Apprenant que Mme Séraphin cherchait une orpheline pour remplacer Louise comme servante auprès de M. Ferrand, Rodolphe entrevoyait dans cette circonstance un moyen peut-être certain d'arriver à la punition du notaire. Pendant que Mme Pipelet parlait, il modifiait donc peu à peu le rôle qu'il avait jusqu'alors dans sa pensée destiné à Cecily, principal instrument du juste châtiment qu'il voulait infliger au bourreau de Louise Morel.

– J'étais bien sûre que vous penseriez comme moi, reprit Mme Pipelet ; oui, je le répète, ils ne veulent chez eux une jeunesse isolée que pour rogner ses gages ; aussi plutôt mourir que de leur adresser quelqu'un. D'abord je ne connais personne… mais je connaîtrais n'importe qui, que je l'empêcherais bien d'entrer jamais dans une pareille baraque. N'est-ce pas, monsieur Rodolphe, que j'aurais raison ?

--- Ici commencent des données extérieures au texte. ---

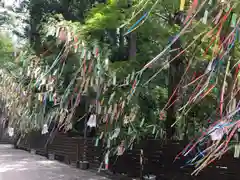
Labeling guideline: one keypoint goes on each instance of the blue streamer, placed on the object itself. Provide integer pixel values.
(136, 23)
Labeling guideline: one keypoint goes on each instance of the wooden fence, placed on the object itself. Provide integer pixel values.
(158, 157)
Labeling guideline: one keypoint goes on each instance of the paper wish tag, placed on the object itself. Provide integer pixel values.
(237, 151)
(217, 134)
(11, 131)
(45, 129)
(92, 121)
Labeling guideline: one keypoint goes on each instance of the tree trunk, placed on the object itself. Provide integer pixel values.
(132, 46)
(176, 70)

– Madame Pipelet, voulez-vous me rendre un grand service ?

– Dieu de Dieu ! monsieur Rodolphe… faut-il me jeter en travers du feu, friser ma perruque avec de l'huile bouillante ? Aimez-vous mieux que je morde quelqu'un ? Parlez… je suis toute à vous… moi et mon cœur nous sommes des esclaves… excepté ce qui serait de faire des traits à Alfred…

– Rassurez-vous, madame Pipelet… voilà de quoi il s'agit… J'ai à placer une jeune orpheline… elle est étrangère… elle n'était jamais venue à Paris, et je voudrais la faire entrer chez M. Ferrand…

– Vous me suffoquez !… Comment ! Dans cette baraque, chez ce vieil avare ?…

– C'est toujours une place… Si la jeune fille dont je vous parle ne s'y trouve pas bien, elle en sortira plus tard… mais au moins elle gagnera tout de suite de quoi vivre… et je serai tranquille sur son compte.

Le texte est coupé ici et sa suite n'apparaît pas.